S’il est un marché difficile à maîtriser et à capter, c’est bien le marché italien. C’est peut-être pour cette raison que le ministre du Tourisme, Adil Douiri, et Abbas Azzouzi, DG de l’ONMT, étaient présents dès l’ouverture, lundi 14 février, de la Foire internationale de Milan, troisième salon mondial du tourisme après ceux de Berlin et de Madrid. Atlas Blue et les conseils régionaux du tourisme, notamment celui de Rabat, le seul à être représenté par son président, étaient aussi de la partie.
En 2004, ce sont quelque 112 000 touristes italiens qui ont séjourné au Maroc. Si le volume global de ces arrivées reste encore peu significatif, il est cependant en reprise de 13 % par rapport à 2003. «Depuis trois ans, nous avons mené une multitude d’actions de sensibilisation auprès des tour-opérateurs, des agents de voyages et des médias italiens pour capter l’attention des touristes italiens, et tout ceci avec des budgets dérisoires», souligne Nchirah Naciri, directrice de la délégation de l’ONMT en Italie. A l’évidence, il faudra des moyens plus conséquents pour arriver à l’objectif de 500 000 touristes à l’horizon 2010.

Le budget de la délégation de l’ONMT à Milan a été triplé
Pour 2005, le ministère du Tourisme table sur une progression de 30 %, à 150 000 arrivées, mais les responsables savent qu’il faudra un travail de longue haleine pour y arriver. «C’est un marché difficile parce que déstructuré.

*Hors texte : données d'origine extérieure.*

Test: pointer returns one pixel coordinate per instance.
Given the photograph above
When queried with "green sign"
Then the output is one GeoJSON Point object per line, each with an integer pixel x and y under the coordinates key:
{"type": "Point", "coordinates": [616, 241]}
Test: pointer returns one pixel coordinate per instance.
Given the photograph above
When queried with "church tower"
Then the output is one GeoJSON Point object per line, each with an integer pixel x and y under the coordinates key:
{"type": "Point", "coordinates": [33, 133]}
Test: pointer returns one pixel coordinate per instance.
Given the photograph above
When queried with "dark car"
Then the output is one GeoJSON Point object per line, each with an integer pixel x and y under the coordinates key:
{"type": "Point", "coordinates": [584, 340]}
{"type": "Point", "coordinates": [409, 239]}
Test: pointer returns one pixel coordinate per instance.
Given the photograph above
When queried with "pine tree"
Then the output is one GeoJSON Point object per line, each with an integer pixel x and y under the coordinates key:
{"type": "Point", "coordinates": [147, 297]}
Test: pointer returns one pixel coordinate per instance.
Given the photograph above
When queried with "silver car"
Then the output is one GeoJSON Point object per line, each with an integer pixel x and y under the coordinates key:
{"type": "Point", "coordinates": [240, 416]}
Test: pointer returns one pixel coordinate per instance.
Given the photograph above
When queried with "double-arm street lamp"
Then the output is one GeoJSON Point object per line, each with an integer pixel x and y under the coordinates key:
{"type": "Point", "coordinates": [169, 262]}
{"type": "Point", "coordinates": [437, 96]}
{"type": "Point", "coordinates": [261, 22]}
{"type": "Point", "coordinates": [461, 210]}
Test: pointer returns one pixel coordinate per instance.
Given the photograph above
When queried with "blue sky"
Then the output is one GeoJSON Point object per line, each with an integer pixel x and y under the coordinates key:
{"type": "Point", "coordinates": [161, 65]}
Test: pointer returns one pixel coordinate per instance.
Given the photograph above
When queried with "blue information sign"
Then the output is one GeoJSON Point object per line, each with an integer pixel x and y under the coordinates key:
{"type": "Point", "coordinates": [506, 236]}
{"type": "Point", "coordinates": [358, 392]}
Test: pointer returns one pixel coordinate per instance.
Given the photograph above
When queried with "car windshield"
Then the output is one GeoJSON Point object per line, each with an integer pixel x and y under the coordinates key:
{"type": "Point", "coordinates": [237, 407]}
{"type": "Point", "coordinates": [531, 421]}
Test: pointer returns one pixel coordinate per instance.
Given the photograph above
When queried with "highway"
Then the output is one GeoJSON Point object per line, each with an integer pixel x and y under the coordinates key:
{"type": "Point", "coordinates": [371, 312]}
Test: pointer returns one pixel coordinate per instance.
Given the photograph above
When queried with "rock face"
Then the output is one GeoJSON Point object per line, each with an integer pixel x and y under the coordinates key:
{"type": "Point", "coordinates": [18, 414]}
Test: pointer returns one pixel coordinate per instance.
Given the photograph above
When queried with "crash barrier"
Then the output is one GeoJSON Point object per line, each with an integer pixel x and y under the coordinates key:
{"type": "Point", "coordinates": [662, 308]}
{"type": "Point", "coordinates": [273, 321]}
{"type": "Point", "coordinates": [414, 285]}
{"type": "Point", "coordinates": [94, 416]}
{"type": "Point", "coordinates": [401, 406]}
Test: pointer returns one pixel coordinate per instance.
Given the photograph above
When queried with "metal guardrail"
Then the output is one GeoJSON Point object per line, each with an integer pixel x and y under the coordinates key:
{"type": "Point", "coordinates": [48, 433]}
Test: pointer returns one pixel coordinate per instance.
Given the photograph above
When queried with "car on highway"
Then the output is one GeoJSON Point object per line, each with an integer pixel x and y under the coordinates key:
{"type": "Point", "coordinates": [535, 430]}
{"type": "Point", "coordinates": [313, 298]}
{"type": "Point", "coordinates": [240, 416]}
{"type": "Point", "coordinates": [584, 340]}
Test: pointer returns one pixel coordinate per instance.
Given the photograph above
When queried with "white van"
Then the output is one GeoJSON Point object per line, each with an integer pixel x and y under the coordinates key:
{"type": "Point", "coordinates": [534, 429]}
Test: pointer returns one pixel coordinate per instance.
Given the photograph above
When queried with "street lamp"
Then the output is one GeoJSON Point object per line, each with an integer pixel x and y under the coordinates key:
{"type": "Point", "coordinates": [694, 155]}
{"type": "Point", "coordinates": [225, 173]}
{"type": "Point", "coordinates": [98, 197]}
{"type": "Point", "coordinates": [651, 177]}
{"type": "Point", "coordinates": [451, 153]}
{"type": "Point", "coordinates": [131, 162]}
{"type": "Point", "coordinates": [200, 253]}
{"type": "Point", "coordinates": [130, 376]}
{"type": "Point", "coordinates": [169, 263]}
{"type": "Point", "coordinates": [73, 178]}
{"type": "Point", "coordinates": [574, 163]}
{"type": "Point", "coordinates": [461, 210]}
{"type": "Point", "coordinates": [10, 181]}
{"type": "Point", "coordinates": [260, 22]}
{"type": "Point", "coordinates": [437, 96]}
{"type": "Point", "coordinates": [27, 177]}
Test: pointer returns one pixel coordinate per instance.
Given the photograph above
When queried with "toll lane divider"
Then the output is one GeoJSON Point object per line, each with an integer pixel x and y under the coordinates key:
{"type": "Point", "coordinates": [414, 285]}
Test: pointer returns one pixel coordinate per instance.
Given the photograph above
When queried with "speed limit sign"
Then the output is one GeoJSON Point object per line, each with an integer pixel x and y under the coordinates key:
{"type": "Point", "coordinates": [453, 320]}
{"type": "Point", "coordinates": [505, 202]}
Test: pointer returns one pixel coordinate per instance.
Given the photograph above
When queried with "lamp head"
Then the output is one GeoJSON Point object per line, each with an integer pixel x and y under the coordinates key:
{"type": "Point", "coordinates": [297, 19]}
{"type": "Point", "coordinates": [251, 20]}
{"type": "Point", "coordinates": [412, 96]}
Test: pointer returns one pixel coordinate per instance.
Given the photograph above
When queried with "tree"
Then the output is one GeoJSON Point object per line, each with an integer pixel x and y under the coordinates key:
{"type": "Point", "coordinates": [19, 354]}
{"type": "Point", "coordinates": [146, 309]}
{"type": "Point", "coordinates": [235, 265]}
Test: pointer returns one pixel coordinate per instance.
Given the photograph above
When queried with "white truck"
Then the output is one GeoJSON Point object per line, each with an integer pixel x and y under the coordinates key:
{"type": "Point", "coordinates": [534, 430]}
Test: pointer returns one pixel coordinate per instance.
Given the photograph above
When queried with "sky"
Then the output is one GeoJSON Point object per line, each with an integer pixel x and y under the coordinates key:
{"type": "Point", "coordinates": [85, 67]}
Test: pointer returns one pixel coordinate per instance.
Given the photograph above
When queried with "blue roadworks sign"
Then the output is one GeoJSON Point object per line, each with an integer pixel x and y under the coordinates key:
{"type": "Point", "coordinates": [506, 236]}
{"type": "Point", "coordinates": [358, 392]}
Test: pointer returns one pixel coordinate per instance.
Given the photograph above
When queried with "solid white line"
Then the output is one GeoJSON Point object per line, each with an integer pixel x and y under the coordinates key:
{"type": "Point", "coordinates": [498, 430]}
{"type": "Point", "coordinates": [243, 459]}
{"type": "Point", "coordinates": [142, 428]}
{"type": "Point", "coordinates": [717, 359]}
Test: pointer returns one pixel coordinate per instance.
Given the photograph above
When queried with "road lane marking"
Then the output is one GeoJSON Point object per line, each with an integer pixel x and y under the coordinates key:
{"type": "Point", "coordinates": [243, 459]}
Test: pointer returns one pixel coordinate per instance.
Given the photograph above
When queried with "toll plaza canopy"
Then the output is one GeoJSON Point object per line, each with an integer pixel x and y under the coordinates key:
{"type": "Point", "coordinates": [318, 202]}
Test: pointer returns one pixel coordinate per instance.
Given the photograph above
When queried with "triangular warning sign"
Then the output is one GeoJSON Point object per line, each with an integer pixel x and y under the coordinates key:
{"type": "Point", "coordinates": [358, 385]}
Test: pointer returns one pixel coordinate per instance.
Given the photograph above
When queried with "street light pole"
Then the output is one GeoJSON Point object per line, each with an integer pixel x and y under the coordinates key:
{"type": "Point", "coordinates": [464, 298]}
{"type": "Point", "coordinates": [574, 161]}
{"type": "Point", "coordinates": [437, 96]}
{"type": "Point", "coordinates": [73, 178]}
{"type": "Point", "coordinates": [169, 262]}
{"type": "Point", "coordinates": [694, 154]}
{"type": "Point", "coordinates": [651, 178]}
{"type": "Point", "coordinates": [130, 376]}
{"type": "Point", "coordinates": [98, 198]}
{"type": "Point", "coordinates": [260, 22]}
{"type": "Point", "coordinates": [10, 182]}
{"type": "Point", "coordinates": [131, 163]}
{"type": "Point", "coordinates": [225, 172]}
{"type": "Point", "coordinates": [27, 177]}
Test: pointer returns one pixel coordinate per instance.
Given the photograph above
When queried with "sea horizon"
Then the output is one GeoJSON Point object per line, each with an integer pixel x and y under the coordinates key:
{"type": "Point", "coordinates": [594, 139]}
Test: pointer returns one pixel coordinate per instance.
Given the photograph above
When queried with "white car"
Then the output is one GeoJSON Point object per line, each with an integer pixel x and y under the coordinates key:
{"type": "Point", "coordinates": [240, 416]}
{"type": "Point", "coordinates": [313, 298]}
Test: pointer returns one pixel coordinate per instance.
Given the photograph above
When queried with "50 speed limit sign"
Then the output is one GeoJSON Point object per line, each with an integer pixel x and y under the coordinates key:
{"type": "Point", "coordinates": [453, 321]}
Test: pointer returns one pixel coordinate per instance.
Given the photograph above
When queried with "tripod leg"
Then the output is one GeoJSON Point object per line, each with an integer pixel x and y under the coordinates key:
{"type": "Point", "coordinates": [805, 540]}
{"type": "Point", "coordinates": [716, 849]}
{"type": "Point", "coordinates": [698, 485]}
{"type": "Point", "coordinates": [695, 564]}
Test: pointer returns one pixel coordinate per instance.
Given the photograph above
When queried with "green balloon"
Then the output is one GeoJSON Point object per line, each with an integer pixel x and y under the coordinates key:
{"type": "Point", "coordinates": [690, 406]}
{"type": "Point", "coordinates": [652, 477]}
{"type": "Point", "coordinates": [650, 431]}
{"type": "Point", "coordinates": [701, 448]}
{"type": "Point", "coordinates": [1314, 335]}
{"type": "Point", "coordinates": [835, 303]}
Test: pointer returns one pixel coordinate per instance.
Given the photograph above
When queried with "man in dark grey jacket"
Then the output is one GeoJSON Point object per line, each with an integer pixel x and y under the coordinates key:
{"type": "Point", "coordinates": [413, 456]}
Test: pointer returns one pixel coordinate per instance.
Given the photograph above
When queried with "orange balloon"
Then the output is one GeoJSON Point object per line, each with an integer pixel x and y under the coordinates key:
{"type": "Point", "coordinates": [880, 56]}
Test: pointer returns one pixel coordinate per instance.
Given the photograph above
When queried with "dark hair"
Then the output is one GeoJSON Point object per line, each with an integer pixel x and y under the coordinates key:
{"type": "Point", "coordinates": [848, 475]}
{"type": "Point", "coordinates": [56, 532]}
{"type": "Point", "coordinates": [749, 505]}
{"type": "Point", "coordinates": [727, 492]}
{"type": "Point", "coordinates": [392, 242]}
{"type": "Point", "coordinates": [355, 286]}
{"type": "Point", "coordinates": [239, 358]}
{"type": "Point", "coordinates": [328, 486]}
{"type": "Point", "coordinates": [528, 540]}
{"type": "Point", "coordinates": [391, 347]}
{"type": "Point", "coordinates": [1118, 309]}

Il n’y a pas de gros TO. C’est donc un travail de fourmi qu’il faut entreprendre pour susciter l’intérêt», souligne M. Douiri. La délégation de l’ONMT de Milan a donc été dotée d’un budget de 28 MDH, soit trois fois plus que l’année précédente, pour mener ses actions. Celles-ci se déclinent en plusieurs axes. D’abord, la distribution. L’objectif étant de développer la présence de la destination Maroc chez les TO et former les agents de voyages grâce à des éductours et des work-shops. En matière de relations publiques, il faut créer la tendance Maroc et cibler davantage une clientèle jeune. Enfin, en matière de communication, le défi est de développer une image valorisante, avec un positionnement différencié et orienté vers le balnéaire. Dès le mois d’avril, l’ONMT lancera, sur les différents médias italiens, une vaste campagne institutionnelle dont le coût sera de 10 MDH.